Information About Trichotillomania

Trichotillomania - Dr. Janet Roberts

See FAQs at the bottom of the page.

Trichotillomania (a term coined in 1889) is the unfortunate name given to a hair loss condition characterized by the urge a person has to repeatedly pull out one's own hair. We have learned a lot about the many facets of trichotillomania in the last decade and how to help people who have it. People who have it are not "mad" or "crazy" as the term implies. One thing that we have learned through the renewed interest in research of trichotillomania is that it is a complicated problem. The environmental and emotional triggers are different in different people so that all of these must be identified and addressed to find successful treatment tailored to each individual person.

Trichotillomania is now felt to be a type of compulsive behavior pattern rather than a manifestation of a more serious mental disorder. Any hair-bearing areas can be affected. The affected areas are, in descending order of frequency, scalp, eyebrows and eyelashes, then areas remote from the head and neck.

There are two basic types of trichotillomania, one that is usually self-limiting and involves infants under the age of two in which males are more likely to be affected. It may be related to infantile stresses. More common is the second type, which often begins around or after puberty and is approximately nine times more frequent in females. In many cases, these are people who are very accomplished in school or in their profession, who on outward appearance would have no obvious reason to be pulling their hair. Often the family is unaware of the self-induced nature of the hair loss and the person may see many doctors before a correct diagnosis is made as the patient does not usually acknowledge the problem publicly. The condition tends to be chronic, lasting for years if not treated.

As more is learned about this disorder and the possible relationship to other types of compulsive habits (such as skin-picking and nail biting) or obsessive traits (such as having repetitive, intrusive thoughts), the prior stigmas attached to having trichotillomania have been lessened. More people today who experience this do seek treatment versus suffering alone and feeling that there can't be other people who have the same urges. In fact, trichotillomania is quite common, with estimates ranging as high as 4% of the population or 6-8 million affected people in the United States alone. In some families, there are members who may have hair-pulling behavior while other family members may have other symptoms of obsessive or compulsive behaviors. In other words, there may be a genetic component to trichotillomania.

The range of treatments available is increasing. There is no single treatment that is effective for all people. Often there are mental health practitioners in your community who specialize in the treatment of this and similar disorders. In some cities, there are support groups dedicated to mutual emotional support and sharing of successful strategies of treatment.

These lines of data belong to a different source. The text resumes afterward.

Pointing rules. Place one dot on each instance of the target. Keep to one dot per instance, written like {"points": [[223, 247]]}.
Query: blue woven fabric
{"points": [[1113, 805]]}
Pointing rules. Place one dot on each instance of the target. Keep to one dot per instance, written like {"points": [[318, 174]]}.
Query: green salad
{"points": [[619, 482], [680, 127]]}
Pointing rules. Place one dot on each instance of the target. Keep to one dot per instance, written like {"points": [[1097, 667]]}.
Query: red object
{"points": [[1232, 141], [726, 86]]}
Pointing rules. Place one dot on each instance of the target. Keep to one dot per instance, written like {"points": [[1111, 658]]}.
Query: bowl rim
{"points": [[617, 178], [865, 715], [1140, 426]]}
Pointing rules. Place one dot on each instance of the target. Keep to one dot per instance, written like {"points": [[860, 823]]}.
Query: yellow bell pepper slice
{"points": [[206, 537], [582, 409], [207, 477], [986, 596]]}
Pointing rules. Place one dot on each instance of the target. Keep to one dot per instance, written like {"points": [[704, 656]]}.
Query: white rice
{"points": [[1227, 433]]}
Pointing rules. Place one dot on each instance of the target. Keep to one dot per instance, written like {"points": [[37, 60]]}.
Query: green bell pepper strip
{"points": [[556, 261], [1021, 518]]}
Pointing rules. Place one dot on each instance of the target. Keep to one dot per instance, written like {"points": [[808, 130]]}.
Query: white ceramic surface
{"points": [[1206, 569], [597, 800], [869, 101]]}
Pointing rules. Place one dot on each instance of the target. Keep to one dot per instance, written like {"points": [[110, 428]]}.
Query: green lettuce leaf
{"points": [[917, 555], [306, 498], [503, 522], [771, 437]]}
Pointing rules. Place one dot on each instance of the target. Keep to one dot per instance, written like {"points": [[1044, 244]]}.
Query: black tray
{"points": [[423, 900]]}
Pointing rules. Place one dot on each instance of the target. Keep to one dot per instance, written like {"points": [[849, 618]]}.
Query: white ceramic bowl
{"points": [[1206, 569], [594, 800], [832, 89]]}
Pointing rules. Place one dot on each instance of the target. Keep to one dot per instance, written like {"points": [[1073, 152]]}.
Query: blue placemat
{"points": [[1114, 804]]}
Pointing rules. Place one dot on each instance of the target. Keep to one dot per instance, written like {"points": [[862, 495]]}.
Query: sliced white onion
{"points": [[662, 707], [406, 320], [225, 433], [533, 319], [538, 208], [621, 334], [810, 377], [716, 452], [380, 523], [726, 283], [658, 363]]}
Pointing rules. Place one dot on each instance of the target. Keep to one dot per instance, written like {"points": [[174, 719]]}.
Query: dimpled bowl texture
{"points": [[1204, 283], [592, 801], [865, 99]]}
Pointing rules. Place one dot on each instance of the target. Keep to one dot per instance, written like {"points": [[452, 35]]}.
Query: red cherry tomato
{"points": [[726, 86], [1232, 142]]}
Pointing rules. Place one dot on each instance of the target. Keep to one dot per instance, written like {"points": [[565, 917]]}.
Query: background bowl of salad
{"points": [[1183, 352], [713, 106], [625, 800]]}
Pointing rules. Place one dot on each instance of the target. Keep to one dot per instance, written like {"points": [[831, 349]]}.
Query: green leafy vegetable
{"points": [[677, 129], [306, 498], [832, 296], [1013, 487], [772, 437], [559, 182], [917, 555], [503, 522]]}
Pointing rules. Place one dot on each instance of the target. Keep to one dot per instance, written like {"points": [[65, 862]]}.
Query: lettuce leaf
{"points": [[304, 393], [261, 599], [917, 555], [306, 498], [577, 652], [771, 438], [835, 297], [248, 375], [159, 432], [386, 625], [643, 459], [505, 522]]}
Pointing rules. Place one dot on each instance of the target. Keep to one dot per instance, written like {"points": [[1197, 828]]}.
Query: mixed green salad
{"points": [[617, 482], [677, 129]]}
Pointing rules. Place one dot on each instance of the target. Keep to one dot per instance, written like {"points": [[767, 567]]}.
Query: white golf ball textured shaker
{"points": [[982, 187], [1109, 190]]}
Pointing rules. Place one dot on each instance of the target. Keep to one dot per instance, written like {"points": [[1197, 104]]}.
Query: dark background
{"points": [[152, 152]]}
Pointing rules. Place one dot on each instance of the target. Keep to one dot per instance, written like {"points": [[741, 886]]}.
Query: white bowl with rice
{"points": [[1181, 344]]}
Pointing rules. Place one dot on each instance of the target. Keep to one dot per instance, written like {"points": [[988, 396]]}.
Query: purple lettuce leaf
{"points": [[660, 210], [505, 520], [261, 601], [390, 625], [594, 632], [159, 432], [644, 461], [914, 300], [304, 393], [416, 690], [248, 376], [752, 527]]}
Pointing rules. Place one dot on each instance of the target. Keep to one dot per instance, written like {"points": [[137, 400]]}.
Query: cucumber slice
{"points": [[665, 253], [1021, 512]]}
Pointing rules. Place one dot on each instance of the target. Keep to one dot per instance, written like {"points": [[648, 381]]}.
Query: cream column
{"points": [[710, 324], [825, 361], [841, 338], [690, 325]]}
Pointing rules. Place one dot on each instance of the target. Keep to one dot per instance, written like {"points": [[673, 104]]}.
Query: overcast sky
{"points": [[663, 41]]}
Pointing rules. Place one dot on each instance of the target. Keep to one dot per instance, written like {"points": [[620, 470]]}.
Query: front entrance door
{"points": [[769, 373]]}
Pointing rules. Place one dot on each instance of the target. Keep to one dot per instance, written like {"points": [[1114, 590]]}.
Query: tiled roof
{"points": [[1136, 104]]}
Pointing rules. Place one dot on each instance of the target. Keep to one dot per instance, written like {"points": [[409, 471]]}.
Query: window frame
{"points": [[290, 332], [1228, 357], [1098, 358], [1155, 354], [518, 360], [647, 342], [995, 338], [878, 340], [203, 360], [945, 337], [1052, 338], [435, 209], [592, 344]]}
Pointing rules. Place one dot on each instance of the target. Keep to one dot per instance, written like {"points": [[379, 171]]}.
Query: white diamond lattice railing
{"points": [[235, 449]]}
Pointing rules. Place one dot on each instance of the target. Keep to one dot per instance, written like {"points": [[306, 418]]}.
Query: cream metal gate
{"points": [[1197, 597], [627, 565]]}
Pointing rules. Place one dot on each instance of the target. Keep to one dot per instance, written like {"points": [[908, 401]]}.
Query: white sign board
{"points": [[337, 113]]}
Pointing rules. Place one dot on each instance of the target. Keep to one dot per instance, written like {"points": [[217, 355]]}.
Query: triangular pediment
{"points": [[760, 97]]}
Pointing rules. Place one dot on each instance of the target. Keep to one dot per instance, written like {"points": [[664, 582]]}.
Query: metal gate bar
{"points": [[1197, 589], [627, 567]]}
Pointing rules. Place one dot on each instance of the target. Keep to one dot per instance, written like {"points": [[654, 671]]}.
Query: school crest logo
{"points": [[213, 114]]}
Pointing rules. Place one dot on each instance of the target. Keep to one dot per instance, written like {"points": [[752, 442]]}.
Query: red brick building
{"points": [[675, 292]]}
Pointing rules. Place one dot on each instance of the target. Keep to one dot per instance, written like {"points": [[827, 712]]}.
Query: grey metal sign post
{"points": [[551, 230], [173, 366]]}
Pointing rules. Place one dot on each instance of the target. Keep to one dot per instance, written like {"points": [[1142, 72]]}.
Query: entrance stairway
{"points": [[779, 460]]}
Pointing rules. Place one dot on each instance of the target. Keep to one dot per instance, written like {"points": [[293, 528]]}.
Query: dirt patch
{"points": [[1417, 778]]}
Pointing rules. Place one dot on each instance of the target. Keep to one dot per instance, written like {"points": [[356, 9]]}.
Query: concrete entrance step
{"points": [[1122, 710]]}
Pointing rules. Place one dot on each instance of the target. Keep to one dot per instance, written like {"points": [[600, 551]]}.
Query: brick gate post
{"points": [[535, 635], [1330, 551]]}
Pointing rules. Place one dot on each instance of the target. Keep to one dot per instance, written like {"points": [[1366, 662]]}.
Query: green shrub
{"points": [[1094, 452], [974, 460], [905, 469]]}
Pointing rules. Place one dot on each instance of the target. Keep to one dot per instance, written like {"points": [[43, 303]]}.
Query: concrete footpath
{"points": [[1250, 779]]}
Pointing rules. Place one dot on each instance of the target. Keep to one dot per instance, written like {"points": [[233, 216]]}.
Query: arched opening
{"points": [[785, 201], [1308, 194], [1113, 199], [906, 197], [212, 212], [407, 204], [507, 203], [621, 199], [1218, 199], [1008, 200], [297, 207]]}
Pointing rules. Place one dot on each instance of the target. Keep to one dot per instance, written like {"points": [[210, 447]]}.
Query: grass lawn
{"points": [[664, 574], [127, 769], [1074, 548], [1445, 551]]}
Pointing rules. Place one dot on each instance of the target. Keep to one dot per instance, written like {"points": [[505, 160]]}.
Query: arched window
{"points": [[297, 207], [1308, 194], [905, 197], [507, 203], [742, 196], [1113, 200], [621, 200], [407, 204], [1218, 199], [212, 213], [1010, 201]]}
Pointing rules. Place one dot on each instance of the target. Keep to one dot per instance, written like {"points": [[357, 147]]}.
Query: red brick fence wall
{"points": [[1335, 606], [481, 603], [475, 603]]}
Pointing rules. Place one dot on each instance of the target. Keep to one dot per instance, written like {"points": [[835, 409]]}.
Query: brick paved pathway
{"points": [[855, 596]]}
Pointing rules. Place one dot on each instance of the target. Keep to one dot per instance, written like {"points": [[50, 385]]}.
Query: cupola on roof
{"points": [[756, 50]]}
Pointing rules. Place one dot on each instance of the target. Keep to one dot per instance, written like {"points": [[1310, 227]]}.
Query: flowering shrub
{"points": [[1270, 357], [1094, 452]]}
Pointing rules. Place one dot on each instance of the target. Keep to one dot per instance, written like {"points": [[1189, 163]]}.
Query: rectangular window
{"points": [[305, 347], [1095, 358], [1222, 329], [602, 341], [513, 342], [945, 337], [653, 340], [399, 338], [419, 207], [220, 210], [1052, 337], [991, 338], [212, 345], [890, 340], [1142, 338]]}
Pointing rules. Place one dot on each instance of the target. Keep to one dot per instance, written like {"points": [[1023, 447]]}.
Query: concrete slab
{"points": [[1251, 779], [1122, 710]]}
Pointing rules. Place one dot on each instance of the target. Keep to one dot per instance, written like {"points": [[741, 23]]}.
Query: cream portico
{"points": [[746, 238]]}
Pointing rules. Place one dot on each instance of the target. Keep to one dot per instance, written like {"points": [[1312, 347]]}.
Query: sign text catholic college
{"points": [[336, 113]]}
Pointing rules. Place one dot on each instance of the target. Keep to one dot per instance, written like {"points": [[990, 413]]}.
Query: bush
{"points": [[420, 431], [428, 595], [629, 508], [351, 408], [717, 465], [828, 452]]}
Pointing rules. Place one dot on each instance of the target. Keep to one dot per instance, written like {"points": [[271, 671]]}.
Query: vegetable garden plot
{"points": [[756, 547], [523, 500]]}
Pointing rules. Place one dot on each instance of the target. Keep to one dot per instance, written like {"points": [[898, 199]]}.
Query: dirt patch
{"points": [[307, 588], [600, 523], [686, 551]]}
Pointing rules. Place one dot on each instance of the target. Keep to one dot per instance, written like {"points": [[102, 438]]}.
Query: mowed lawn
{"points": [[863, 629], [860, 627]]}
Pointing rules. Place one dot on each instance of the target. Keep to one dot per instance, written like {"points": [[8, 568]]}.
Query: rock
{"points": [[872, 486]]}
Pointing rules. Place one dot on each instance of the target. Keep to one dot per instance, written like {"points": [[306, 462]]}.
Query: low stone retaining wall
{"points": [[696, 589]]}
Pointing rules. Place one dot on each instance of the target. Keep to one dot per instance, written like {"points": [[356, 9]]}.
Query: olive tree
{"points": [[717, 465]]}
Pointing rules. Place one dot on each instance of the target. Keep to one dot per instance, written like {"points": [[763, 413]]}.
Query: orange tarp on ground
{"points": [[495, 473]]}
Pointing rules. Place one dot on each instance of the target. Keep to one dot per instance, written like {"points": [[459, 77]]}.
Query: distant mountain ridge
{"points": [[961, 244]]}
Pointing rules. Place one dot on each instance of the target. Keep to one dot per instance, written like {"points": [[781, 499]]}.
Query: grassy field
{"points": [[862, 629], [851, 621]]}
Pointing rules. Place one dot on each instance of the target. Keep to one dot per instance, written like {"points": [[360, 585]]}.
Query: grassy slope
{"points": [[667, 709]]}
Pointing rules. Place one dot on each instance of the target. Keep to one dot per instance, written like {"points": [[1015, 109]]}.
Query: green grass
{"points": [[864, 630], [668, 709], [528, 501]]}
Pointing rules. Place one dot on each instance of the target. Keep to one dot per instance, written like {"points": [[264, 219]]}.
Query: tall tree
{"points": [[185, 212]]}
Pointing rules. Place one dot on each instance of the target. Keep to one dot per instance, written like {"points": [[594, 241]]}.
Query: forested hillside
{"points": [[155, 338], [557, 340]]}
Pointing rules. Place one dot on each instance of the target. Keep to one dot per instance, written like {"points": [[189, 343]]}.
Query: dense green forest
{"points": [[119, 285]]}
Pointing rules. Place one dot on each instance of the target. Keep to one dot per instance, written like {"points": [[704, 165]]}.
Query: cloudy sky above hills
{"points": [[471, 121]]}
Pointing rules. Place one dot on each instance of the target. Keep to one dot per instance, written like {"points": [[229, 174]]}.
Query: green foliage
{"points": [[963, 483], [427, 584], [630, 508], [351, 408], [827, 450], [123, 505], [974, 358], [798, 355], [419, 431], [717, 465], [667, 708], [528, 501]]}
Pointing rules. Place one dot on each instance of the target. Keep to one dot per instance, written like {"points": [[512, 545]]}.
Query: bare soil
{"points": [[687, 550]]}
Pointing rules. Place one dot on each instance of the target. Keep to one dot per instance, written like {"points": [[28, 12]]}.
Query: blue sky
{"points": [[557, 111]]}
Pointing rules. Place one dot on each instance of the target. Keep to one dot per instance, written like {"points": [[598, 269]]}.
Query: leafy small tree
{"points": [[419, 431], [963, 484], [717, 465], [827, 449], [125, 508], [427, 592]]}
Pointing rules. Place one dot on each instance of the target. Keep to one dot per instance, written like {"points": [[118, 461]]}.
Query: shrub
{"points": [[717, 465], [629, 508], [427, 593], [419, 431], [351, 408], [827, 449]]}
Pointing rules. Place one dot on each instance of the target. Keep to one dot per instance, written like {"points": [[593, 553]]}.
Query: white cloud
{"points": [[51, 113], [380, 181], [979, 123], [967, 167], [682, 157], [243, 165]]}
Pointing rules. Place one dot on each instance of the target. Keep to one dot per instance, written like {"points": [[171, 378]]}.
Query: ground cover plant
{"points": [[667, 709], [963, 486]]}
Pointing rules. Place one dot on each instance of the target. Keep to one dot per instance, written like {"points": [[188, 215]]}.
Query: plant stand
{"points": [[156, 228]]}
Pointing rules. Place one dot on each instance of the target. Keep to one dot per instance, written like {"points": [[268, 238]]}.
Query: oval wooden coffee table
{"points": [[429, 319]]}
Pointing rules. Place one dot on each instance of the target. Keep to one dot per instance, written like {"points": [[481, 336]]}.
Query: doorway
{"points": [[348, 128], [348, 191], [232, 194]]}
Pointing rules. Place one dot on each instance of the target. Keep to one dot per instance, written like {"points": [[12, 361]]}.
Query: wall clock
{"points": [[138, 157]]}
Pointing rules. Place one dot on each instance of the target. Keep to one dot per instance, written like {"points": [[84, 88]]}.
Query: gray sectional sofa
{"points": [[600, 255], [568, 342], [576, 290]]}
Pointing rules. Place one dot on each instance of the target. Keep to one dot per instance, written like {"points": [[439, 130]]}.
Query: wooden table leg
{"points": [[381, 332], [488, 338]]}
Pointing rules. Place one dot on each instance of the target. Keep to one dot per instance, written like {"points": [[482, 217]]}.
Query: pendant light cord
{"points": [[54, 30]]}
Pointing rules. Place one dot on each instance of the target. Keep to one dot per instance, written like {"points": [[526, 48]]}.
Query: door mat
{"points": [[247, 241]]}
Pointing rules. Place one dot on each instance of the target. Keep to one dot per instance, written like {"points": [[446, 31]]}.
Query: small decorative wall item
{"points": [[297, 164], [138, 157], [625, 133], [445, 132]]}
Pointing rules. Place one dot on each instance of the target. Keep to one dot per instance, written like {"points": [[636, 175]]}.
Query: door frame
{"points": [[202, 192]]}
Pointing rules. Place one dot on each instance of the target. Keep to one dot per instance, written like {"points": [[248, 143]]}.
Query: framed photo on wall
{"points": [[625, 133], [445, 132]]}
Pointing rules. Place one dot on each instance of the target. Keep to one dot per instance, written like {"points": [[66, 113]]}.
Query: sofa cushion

With the recent progress in understanding that the cause of trichotillomania, and other possibly related obsessive-compulsive disorders, may be a biochemical abnormality in the brain, newer treatments with medications that treat this abnormality may be of some help. Possible benefit may be obtained with classes of medications called serotonin reuptake inhibitors (SRI) as well as other medications. Other treatment approaches help the individual recognize what triggers the urge to have pulling episodes and learn methods of modifying this behavior. The trigger may be due to over-stimulation or under stimulation of the nervous system. Experts agree that a combination approach, including behavioral, biologic and self-awareness therapy, is usually the most successful in allowing individuals to achieve long-term control of this problem.

References:

  • Robert JL, DeVillez RL: Infectious, Physical, and Inflammatory Causes of Hair and Scalp Abnormalities

Trichotillomania Frequently Asked Questions:

The following are frequently asked questions on trichotillomania. The information provided is not meant to be a substitute for the information obtained at an evaluation and by discussion with a physician but merely to encourage understanding of this condition. No questions regarding individual scenarios will be answered by the AHRS. No changes in treatment should be undertaken by a patient without discussion first with the patient's physician.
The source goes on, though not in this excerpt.